Be Prepared for Entrepreneurial Opportunities

Harvard’s great because it’s sort of like a bubbling, frothing melting pot of ideas, youth and excitement. If you leave no room in your schedule to allow for what my pottery teacher called “happy accidents,” you will be missing out on a lot of cool opportunities.

Happy accidents are sparks of ideas or insight that can happen at dinner, talking to a friend, in lecture — those moments when you go, a ha! what a great idea! The trick is to make those ideas a reality. If you don’t have time in your schedule, you might be letting go a valuable opportunity.

Keep your schedule leaner because chances are, you’ll come across a “happy accident” that could blossom into an amazing entrepreneurial opportunity.

1) Harvard students are perpetual motion machines

You don’t need to give them a push, but yet they keep working and working and working, ’round the clock, day in and day out.

It’s easy to fill up your schedule with lots of hard classes and lots of organizations, but there are a lot of entrepreneurial opportunities out there. Votegopher.com was started by two sophomores, and is now known on a national scale. Facebook and Microsoft were also both started by restless Harvard students. A friend of mine launched a catering company that got incorporated into HSA.

This site in fact is a child of a little bit of free time and a fair amount of brooding over other life hacking-esque sites.

In an environment of brillig minds and with the optimism and energy of youth, now is the perfect time to start up a “project” of your own.

2) Chance favors the not overworked mind

You’ve all heard about the discoveries of post it notes and penicillin. Keep your mind open for new opportunities to innovate/create/explore.

You might stumble on an interesting research question while browsing the internet. You might bump into a friend who needs help starting up her own business. You might read an email about a new blog looking for writers (like this one, ahem, comment if interested with your Harvard email address).

However, if you’re overworked and grumpy because of it, you’re not going to be able to reallocate time to a new endeavor — which is a shame, since Harvard is rolling with the cash to help students with new ideas.

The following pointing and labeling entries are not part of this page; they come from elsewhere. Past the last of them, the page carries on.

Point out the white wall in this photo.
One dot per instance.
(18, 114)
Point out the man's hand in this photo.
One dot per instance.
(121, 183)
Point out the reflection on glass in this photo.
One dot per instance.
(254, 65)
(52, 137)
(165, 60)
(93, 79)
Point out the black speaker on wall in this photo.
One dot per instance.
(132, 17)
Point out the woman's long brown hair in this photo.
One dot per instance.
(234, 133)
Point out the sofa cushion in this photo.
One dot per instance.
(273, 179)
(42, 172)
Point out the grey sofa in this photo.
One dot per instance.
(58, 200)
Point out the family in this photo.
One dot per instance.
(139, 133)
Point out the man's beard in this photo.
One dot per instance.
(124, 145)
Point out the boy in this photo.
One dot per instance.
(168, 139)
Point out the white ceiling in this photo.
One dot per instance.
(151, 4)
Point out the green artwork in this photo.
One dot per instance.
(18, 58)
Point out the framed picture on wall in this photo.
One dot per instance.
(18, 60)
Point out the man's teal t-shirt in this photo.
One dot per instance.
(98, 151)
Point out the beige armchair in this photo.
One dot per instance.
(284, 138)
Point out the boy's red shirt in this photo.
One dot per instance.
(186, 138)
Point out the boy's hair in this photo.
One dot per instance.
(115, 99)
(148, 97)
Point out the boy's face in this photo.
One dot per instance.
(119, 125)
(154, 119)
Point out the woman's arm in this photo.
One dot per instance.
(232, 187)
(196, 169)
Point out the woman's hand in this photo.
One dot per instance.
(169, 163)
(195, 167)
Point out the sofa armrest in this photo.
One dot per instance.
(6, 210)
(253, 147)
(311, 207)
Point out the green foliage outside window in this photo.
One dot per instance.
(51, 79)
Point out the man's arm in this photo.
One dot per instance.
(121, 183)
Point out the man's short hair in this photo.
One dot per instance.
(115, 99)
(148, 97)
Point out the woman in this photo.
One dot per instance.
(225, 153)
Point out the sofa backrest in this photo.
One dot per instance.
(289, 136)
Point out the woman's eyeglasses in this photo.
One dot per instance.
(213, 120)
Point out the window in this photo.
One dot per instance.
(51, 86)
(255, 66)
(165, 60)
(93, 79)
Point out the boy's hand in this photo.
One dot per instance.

3) Don’t force yourself to be entrepreneurial

It’s easy when you know the people who programmed laddertoheaven.com and have their fingers in three or four other web ventures to feel like you HAVE TO start something new too.

Don’t sweat it. Seriously. Don’t force it either, because it’s going to flop if it’s an awkward construction of the mind and not a passion from the heart.

We all come to Harvard with a unique set of skills/perspectives/insights. You’ll find something that will ring true to you here.

This blog was started because of my addiction to life hacking blogs, a basic web design background and a desire to write (and be read) on my own terms on a regular basis. And pooof, this happened. It was completely unexpected. I didn’t plan for it. But once I had the idea, I just went with it and saw it through.

4) Don’t let ideas grow stale

Ideas have expiration dates (just like all the other items on your to do list). The longer you let a fantastic idea that you’re really really really excited about sit and mold in the fridge of your mind, the lamer it’s going to get, and the lamer you’re going to feel about it.

So, if you do come across an A HA! moment, just do it. Execute execute execute. And if you’re at Harvard, you’re good at executing. And if you can’t literally execute it yourself, find someone who can (either at school or on the internet) and pay/partner with them.